Results Overall image quality was rated highest for the ultra-high definition reconstruction of the dPET. When compared with conventional PET/CT, digital PET imaging of head and neck cancer patients produced substantially improved image quality for the visual and quantitative assessment of head and neck primary as well as metastatic lesions. While SUV analysis of larger lesions remained comparable, smaller sub-centimeter lesions were better delineated and demonstrated higher SUV values on digital PET imaging. Overall, dPET enabled the visualization of lesions which appeared more sharply delineated with improved detail regarding heterogeneity, all leading to higher diagnostic confidence of the readers especially in smaller (≤15mm) lesions.

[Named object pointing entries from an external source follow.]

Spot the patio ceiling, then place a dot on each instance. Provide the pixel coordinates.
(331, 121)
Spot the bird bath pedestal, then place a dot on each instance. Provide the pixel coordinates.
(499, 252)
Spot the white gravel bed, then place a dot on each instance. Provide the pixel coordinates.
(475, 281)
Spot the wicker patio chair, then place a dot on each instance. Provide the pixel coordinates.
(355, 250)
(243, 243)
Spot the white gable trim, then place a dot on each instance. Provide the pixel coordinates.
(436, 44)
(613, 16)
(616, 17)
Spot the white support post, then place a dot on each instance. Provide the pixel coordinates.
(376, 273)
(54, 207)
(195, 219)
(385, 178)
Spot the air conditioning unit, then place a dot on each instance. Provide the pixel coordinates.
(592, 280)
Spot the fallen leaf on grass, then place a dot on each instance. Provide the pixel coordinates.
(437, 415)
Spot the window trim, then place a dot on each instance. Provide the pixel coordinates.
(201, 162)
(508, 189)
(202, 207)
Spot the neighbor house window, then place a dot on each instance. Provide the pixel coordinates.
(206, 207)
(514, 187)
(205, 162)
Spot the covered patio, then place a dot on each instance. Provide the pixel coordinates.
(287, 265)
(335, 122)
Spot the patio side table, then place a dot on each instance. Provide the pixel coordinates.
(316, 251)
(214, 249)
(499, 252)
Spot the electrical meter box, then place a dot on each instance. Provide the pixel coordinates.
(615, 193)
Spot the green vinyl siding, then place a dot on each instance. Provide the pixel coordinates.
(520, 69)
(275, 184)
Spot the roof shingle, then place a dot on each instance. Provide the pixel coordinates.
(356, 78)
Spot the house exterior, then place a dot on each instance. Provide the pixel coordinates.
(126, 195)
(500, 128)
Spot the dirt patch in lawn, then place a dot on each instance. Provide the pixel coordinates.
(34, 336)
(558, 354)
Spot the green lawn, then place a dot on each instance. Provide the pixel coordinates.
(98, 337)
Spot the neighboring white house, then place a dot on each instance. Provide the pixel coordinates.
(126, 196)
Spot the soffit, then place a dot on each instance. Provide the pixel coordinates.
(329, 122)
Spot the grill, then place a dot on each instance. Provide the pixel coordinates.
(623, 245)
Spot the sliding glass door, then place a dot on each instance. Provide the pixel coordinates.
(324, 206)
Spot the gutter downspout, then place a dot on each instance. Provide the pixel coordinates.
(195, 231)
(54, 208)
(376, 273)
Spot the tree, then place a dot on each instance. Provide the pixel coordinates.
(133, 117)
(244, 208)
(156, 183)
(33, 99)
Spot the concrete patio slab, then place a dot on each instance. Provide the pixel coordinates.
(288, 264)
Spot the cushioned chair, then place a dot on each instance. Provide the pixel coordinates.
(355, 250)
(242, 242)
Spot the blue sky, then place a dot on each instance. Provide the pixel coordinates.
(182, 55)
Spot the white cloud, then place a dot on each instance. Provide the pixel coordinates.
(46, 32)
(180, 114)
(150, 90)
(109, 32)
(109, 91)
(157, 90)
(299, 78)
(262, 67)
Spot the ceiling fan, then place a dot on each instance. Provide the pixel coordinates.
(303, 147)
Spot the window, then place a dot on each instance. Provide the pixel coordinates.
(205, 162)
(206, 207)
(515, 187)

Conclusions FDG PET imaging in head and neck cancer is overall of great clinical value for staging. This study presents the initial demonstration of ultra-high definition dPET imaging which was found to markedly improve overall image quality, lesion detectability (especially for lesions ≤ 15mm) and diagnostic confidence of the readers. The next generation dPET technology appears to help us further advance the quality and precision of FDG PET for diagnostic and therapy planning decisions in head and neck oncology patients.